Da der beherrschende Gesellschafter einer GmbH meist auch ihr Geschäftsführer ist, stellt sich zunächst die Frage, ob das Refinanzierungsdarlehen nicht in wirtschaftlichem Zusammenhang zum Anstellungsvertag steht und die Schuldzinsen deshalb als Werbungskosten bei den Einkünften aus nichtselbstständiger Arbeit abgezogen werden können. Indes ist dies allenfalls dann möglich, wenn der Arbeitnehmer nur in unwesentlichem Umfang an der GmbH beteiligt ist (vgl. u.a. BFH, Urteil vom 20.12.1988, VI R 55/84, BFH/NV 1990, 93 und vom 12.5. 1995, VI R 64/94, BStBl II 1995, 644 m.w.N.). Bei einer höheren Beteiligung ist diese Möglichkeit auszuschließen.

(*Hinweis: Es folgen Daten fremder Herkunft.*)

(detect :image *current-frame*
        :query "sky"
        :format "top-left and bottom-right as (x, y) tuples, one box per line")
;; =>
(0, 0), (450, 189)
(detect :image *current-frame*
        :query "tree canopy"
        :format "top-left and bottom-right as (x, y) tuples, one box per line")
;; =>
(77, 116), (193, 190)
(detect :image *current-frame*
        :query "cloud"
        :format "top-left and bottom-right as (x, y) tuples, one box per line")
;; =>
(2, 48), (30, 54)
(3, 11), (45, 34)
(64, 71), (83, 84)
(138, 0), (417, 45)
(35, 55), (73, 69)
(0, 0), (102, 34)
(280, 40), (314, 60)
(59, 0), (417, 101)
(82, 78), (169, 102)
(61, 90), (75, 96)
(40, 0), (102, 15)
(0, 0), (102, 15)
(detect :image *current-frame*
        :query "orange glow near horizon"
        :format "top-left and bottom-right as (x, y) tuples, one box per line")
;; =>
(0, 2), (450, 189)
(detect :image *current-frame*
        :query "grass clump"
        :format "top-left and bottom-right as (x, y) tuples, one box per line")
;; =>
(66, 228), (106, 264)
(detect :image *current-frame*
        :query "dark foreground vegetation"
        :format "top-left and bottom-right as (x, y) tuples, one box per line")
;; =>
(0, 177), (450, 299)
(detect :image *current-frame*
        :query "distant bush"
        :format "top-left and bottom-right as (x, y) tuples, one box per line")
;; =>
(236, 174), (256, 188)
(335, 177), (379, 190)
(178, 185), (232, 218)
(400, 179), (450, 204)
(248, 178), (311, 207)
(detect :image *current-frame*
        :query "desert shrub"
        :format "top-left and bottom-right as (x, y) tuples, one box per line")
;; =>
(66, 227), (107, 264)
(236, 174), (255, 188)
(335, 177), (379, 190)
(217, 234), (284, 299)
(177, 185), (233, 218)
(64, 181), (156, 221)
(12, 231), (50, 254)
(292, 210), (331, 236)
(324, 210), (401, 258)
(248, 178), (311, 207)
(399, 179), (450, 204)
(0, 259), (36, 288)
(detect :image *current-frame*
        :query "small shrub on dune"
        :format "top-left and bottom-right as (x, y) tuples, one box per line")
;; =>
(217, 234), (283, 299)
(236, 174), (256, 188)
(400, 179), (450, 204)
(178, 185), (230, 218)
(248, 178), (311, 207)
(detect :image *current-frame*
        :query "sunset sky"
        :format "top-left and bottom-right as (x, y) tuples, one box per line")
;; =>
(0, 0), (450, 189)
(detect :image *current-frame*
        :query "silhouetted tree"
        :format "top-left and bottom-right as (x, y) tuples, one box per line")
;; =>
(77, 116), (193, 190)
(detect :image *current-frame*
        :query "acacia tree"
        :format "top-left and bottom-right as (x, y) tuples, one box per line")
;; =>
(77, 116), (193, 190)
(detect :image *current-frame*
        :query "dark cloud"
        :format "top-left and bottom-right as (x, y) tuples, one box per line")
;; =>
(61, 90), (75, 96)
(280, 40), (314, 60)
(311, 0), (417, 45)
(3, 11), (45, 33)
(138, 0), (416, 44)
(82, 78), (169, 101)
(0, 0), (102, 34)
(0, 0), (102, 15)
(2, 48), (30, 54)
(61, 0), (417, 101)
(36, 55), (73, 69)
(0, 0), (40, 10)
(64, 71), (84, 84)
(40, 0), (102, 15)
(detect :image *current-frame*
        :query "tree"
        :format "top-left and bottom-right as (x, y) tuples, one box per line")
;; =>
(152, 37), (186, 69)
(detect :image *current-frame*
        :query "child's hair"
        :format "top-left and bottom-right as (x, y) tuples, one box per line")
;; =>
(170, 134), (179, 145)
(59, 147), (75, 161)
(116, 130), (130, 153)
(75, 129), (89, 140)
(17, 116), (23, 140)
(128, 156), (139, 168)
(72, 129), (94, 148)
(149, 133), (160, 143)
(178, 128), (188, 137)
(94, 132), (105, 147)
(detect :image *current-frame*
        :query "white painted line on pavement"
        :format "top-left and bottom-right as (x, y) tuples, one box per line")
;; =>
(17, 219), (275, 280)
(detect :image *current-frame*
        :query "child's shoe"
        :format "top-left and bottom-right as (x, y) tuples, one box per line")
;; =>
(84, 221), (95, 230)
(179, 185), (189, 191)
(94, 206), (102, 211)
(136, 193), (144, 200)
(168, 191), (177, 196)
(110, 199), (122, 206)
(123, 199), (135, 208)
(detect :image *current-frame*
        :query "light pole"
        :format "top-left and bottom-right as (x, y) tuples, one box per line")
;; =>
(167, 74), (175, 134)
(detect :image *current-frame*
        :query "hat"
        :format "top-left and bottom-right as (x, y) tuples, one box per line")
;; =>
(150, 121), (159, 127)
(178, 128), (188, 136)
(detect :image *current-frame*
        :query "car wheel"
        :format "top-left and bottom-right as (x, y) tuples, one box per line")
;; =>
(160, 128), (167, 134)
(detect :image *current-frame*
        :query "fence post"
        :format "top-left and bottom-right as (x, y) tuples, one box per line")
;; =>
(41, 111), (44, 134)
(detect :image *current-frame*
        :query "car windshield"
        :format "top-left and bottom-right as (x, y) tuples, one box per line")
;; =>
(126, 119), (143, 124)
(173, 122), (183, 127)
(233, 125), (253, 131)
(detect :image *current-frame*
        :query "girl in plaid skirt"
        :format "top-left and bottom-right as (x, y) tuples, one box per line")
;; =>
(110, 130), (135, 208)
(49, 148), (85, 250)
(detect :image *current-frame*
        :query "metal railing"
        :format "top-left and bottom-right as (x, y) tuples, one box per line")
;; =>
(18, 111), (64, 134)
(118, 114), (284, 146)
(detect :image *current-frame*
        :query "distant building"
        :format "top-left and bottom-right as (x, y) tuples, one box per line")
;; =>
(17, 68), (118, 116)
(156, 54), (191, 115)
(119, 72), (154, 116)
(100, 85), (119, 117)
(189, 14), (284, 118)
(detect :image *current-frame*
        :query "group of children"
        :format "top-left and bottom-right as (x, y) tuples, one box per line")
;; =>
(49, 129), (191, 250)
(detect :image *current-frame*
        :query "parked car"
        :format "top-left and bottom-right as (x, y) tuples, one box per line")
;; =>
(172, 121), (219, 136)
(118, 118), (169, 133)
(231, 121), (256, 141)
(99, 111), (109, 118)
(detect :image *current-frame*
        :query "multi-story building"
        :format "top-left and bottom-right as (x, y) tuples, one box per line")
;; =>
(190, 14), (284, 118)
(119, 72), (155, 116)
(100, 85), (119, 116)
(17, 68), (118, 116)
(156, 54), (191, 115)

Die Angriffe gegen die Rechtsprechung mit dem Ziel, die Refinanzierungszinsen als nachträgliche Werbungskosten bei den Einkünften aus Kapitalvermögen anzuerkennen, beruhen auf einer einseitigen Betonung des Veranlassungsprinzips und einer undifferenzierten Gleichstellung der Behandlung nachlaufender – nach Wegfall der Einkunftsquelle entstandener, aber vorher begründeter – Schuldzinsen bei den Überschusseinkünften und den Gewinneinkünften, bei denen sie Betriebsausgaben sind (vgl. u.a. BFH, Urteil vom 12.11.1997, XI R 98/96, BStBl II 1998, 144 m.w.N.).

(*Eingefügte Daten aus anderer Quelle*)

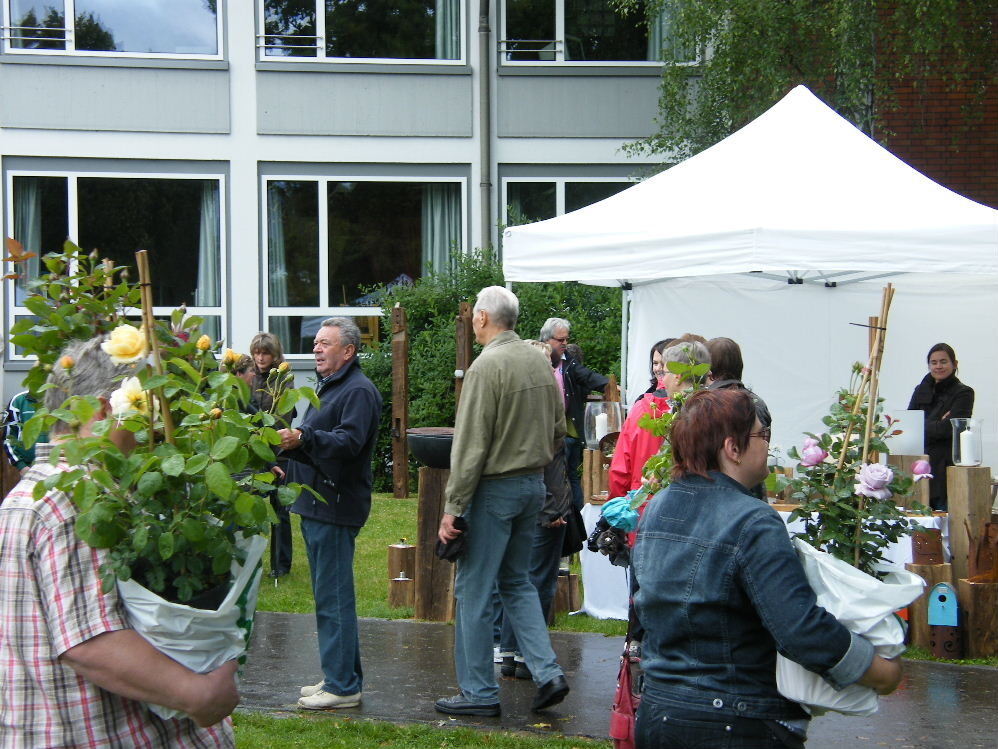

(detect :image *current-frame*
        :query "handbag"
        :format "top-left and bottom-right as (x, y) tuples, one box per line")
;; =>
(436, 515), (468, 562)
(561, 507), (588, 557)
(610, 638), (641, 749)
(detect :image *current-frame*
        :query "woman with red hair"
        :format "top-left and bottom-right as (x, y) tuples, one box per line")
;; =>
(632, 389), (901, 749)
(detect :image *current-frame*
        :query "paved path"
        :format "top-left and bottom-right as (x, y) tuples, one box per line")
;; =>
(240, 612), (998, 749)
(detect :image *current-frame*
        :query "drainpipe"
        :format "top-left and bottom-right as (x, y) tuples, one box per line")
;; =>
(478, 0), (492, 249)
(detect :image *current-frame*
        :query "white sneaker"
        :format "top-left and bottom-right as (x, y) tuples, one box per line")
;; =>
(301, 681), (326, 697)
(298, 689), (363, 710)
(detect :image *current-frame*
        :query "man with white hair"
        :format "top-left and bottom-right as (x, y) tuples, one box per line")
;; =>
(0, 338), (239, 747)
(436, 286), (569, 715)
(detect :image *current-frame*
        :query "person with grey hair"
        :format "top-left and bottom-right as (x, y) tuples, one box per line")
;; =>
(538, 317), (610, 510)
(435, 286), (569, 715)
(0, 337), (239, 747)
(278, 317), (381, 710)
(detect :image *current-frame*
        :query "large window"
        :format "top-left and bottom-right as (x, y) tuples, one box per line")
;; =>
(4, 0), (221, 58)
(264, 177), (465, 354)
(7, 172), (224, 356)
(499, 0), (692, 65)
(503, 178), (633, 226)
(260, 0), (464, 62)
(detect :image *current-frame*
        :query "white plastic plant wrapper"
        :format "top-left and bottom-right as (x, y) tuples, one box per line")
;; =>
(118, 536), (267, 718)
(776, 538), (925, 715)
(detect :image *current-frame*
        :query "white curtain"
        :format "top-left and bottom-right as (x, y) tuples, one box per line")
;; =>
(14, 177), (42, 305)
(434, 0), (461, 60)
(422, 182), (461, 275)
(264, 187), (298, 352)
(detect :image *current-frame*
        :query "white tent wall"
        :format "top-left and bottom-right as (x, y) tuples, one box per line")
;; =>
(632, 274), (998, 469)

Zwar gibt es auch im Rahmen der Überschusseinkünfte Unterschiede (z.B. sind – anders als bei einem Grundstück im Privatvermögen bei Beendigung des Nutzungsverhältnisses oder bei einer nicht wesentlichen Beteiligung – bei Beendigung einer wesentlichen Beteiligung die stillen Reserven zu versteuern. Die Argumente für und wider den Abzug der Schuldzinsen als Werbungskosten sind jedoch ausgetauscht; das gilt auch für die Frage, ob die Schuldzinsen nicht – wie der Verlust durch das Gesellschafterverhältnis veranlasster Darlehen oder Bürgschaften – zu den nachträglichen Anschaffungskosten der wesentlichen Beteiligung gerechnet werden können (vgl. u.a. BFH, Beschluss vom 26.1.1999, VIII R 32/96, BFH/NV 1999, 922 unter II. 3. der Gründe m.w.N.). Ohne einen besonderen Anlass wird der BFH diese Jahrzehnte alte Rechtsprechung wohl kaum ändern.